Монстр долго, не мигая смотрел на Вихрова всеми своими шестью широко открытыми глазами, а потом медленно, с трудом, но вполне внятно проговорил:

– Я посмотрю… как ты заговоришь… когда нуль-навигатор отойдет в лучший мир… и я стану командиром «Одиссея»… Я сразу же соберу военно-полевой суд, и тебя приговорят к смерти… А там уже мы посмотрим, что нам делать дальше… Без тебя и тех… кто за тобой идет…

Но Вихров его уже не слушал, слова «когда нуль-навигатор отойдет в лучший мир…» кольнули его в сердце, и он понял, где ему нужно сейчас быть!
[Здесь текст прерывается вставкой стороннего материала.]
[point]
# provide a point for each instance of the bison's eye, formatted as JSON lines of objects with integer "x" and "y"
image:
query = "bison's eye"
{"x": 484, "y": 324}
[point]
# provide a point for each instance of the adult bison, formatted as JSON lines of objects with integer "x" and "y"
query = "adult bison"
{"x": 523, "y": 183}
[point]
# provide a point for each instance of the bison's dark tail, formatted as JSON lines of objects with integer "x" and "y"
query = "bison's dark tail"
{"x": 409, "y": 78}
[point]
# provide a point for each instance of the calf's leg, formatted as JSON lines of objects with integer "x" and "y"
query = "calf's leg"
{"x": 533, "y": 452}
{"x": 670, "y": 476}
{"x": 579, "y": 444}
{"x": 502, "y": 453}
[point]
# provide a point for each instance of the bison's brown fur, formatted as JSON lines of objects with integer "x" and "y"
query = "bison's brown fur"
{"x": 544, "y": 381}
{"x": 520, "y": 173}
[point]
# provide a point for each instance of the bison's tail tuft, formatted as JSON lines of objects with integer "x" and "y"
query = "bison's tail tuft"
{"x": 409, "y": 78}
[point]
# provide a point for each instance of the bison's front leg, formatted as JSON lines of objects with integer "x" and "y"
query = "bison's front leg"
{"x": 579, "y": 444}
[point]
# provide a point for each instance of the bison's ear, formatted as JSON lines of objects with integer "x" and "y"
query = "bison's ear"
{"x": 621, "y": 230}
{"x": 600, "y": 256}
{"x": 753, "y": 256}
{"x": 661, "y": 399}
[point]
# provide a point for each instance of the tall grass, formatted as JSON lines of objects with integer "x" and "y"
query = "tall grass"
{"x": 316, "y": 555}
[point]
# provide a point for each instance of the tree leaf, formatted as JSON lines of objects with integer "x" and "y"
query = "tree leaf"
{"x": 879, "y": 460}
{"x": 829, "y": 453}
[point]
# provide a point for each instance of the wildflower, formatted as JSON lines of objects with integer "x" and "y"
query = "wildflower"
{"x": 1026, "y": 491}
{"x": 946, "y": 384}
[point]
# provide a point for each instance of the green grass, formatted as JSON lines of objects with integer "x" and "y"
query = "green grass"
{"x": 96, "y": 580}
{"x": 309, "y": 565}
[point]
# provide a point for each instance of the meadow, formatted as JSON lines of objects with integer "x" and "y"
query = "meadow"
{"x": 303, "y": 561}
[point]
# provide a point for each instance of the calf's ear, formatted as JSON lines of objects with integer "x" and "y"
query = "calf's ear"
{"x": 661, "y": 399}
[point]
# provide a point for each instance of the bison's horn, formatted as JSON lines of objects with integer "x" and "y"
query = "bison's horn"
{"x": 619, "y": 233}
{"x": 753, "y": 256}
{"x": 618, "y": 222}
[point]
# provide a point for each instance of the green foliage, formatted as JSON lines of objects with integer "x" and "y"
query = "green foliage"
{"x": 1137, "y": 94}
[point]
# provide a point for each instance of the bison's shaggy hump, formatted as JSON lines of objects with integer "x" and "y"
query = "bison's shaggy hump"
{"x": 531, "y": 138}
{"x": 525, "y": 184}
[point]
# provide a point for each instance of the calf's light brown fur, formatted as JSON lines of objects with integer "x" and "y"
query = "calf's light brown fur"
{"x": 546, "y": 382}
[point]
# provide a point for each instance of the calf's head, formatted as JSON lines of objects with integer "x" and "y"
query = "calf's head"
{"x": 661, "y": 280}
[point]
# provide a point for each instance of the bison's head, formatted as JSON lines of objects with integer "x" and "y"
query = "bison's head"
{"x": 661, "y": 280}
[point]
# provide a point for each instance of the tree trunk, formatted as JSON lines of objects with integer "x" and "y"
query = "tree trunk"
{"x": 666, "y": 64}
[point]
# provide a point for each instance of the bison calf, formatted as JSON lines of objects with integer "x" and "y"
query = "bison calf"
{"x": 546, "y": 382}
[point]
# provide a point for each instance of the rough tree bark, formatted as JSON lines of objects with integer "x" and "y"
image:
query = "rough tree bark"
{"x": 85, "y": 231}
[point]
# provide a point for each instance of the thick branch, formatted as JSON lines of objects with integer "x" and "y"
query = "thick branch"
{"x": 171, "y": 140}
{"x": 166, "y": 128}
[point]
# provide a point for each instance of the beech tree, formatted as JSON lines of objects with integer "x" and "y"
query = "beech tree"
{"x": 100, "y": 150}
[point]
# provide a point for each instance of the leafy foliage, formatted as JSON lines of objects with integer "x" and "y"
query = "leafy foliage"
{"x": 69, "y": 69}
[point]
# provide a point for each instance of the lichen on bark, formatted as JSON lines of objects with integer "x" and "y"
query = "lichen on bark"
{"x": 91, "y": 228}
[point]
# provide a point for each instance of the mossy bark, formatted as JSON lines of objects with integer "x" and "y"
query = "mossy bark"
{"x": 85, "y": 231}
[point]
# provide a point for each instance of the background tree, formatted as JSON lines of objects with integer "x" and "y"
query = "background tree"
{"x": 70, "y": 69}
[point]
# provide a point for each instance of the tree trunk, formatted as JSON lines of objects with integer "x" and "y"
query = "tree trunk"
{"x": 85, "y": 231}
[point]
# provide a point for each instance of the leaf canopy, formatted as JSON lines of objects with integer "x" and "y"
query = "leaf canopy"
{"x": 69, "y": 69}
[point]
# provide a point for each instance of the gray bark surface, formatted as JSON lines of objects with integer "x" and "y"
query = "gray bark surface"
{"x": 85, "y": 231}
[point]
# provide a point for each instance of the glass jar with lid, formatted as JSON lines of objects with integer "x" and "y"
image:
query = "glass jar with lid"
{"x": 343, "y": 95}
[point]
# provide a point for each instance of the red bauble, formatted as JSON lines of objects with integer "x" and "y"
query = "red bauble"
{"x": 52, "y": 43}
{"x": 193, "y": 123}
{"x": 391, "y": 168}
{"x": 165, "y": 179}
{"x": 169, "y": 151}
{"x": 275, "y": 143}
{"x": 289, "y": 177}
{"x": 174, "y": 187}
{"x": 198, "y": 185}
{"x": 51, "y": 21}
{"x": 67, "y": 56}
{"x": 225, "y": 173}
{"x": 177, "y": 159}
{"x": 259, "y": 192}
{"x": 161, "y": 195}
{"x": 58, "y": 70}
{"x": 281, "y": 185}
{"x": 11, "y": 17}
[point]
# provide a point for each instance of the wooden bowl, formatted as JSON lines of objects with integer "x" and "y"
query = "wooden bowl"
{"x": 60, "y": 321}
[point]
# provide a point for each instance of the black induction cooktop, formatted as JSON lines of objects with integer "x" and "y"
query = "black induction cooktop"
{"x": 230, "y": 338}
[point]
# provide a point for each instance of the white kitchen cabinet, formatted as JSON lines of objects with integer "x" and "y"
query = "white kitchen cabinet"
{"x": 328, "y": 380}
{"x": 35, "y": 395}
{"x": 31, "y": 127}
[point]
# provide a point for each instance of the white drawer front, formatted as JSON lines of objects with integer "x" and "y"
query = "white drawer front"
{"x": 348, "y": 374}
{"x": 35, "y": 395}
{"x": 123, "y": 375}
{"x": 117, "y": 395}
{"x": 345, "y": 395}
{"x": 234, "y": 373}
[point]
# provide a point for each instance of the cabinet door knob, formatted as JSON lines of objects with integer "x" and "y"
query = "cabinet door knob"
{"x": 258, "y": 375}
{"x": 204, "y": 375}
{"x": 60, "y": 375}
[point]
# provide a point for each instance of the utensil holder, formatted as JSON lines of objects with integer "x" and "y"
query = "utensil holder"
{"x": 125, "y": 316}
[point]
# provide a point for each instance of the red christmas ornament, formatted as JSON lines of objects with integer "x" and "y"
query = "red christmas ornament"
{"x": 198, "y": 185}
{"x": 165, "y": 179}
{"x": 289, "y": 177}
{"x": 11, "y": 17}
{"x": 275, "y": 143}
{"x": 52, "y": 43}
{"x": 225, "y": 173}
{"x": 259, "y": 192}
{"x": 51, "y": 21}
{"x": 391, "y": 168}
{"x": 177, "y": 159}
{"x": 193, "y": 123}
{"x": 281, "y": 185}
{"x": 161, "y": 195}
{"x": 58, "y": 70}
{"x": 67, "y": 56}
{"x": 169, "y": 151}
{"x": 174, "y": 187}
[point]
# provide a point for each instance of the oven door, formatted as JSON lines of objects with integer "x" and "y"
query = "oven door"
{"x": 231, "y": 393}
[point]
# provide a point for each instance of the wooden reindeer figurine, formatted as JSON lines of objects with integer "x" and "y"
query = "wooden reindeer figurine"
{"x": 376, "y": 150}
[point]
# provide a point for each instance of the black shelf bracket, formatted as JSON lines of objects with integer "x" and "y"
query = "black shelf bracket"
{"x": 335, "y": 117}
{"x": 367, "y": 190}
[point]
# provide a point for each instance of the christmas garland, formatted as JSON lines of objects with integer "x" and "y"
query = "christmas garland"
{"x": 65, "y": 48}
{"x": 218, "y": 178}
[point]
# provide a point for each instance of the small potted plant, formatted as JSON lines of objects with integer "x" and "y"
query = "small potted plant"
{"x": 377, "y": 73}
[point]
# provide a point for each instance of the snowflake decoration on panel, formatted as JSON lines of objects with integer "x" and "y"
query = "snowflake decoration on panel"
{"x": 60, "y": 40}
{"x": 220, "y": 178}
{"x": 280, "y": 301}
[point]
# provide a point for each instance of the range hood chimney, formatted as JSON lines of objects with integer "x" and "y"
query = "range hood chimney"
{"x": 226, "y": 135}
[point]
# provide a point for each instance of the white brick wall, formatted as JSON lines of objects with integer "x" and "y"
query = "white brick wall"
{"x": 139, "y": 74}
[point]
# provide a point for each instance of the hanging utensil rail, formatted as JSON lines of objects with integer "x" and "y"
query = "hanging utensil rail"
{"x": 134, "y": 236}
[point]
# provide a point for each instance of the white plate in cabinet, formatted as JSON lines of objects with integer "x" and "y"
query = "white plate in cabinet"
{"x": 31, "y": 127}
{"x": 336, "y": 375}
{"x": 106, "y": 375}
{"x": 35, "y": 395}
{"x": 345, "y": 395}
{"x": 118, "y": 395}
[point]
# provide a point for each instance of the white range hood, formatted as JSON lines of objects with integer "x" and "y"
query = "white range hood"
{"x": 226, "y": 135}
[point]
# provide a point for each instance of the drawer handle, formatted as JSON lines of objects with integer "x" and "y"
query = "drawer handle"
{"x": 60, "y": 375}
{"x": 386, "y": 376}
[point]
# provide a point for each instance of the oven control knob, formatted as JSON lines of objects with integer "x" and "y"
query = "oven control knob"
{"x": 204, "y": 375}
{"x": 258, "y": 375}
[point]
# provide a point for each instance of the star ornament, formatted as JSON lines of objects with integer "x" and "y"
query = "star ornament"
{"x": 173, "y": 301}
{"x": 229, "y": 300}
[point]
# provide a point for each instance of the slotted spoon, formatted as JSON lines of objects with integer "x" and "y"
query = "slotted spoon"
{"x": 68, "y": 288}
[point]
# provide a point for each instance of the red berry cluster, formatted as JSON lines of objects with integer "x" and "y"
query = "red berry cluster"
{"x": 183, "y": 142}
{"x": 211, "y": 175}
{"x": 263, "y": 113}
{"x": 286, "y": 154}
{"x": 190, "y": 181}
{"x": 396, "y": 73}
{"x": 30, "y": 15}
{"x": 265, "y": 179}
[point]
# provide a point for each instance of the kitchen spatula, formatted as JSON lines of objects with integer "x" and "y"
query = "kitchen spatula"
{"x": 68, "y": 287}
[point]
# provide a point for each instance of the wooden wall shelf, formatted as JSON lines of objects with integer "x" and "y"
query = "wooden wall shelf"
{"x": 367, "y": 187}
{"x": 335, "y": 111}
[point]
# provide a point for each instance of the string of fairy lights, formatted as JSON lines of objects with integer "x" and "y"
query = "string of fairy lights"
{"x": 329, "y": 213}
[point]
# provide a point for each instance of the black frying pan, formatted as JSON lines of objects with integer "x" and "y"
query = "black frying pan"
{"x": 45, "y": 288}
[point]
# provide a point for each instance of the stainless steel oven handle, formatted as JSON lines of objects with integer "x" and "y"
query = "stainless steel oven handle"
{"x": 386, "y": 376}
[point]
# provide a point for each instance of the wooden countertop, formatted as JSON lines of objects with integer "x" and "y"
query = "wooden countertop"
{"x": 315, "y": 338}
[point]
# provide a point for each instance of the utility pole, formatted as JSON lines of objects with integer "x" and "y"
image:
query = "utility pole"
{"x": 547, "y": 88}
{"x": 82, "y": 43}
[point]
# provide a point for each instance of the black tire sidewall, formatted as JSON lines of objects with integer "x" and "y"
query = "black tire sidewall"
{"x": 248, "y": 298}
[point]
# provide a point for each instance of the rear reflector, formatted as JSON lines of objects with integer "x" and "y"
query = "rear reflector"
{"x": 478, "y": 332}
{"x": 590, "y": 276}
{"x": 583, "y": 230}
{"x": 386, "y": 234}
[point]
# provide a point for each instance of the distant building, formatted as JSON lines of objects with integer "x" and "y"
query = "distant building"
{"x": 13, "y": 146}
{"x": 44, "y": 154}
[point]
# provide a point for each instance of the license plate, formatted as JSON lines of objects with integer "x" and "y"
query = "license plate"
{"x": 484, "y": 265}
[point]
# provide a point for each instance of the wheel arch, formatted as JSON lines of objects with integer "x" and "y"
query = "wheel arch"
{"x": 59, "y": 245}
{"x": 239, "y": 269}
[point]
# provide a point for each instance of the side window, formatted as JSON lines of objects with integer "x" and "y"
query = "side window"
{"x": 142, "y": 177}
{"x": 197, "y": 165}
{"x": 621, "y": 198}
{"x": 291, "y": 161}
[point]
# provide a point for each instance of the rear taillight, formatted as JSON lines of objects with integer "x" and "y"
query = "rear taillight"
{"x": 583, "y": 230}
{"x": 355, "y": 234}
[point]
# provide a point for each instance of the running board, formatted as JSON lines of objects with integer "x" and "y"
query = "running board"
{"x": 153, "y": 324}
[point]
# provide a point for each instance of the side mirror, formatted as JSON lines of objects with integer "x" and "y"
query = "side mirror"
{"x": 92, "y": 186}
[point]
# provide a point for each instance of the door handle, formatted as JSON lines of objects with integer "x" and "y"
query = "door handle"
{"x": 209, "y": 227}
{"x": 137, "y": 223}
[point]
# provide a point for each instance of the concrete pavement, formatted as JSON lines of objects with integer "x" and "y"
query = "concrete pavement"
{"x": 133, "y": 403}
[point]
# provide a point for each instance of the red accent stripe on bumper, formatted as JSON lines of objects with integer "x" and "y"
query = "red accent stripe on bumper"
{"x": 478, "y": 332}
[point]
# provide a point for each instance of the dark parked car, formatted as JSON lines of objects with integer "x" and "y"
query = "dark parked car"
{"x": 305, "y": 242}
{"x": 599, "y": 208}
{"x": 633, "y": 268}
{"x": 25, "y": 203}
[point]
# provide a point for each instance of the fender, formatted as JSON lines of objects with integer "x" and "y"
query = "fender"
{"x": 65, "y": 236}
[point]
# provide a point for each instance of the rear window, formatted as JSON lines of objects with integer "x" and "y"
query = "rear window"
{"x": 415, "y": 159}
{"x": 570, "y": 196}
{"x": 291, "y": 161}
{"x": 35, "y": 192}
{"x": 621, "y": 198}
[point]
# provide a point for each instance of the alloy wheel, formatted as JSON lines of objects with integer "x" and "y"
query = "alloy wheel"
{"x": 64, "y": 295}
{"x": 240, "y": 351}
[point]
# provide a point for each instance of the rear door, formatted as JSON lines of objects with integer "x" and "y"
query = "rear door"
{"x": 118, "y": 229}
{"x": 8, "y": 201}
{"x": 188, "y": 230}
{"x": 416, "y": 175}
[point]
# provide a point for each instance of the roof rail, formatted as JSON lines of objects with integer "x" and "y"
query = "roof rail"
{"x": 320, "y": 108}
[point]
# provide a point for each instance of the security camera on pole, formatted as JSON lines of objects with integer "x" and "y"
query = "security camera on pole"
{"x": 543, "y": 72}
Все остальное – и потерявший рассудок, ставший самым настоящим монстром Гельман, и его невыясненные возможности, и пока еще неясно чей «глаз», подсказывавший безумному флаг-навигатору нужные мысли, – все это могло подождать!

Игорь чуть прикрыл глаза, сосредоточился и… оказался перед дверью, ведущей в апартаменты нуль-навигатора. В то же мгновение в его голове прозвучал вызов от Кокошко:

«Игорь Владимирович, вам срочно надо быть у командира!»

Вихров протянул руку к идентификационной пластине и сразу понял, что дверь открыта. Толкнув ее в сторону, он вошел в темную прихожую и сразу же направился в спальню.

На этот раз в спальне горел яркий свет. Первый ассистент главного врача линкора повернулся к входящему в спальню капитану, и Игорь увидел, что он… плакал! Однако, кроме припухших и покрасневших век, ничто не выдавало слабости Кокошко. Вихров перевел взгляд на неподвижное, маленькое, безобразное тело, лежащее в постели, и все понял.

– Нуль-навигатор умер… – негромко произнес Виталий Сергеевич, – …я хотел посоветоваться с вами, как нам его похоронить… Мы ведь, если я правильно понимаю, находимся довольно далеко от ближайшей звезды?..

– Да… – сухим, надтреснутым голосом ответил навигатор-три. – Мы далеко от звезд… челнок не дотянет… хотя… Мы можем похоронить командира на К8, на том красном гиганте, который прошли недавно. Я рассчитаю орбиту и разгонные ускорения, Ежов подготовит «стриж», а вы с Ирвингом… соберите Старика…

– Вам, Игорь Владимирович, придется сделать соответствующую запись в вахтенном журнале, – подсказал Вихрову Кокошко, – поскольку вы теперь старший из навигаторов линкора, находящихся в строю, и должны принять командование… Вот нуль-навигатор передал для вас…

И он протянул капитану небольшой листочек писчего пластика, сложенный вчетверо. Игорь взял лист, на его верхней части было написано «навигатору-три Вихрову». Развернув лист, он увидел семь цифр и четыре буквы, написанные рукой Старика, видимо, в то еще время, когда он мог писать – командирский дубль-код доступа к информационной базе Главного компьютера.

Игорь кивнул и после секундного молчания добавил:

– Вам, Виталий Сергеевич, надо будет засвидетельствовать мою запись в бортовом журнале.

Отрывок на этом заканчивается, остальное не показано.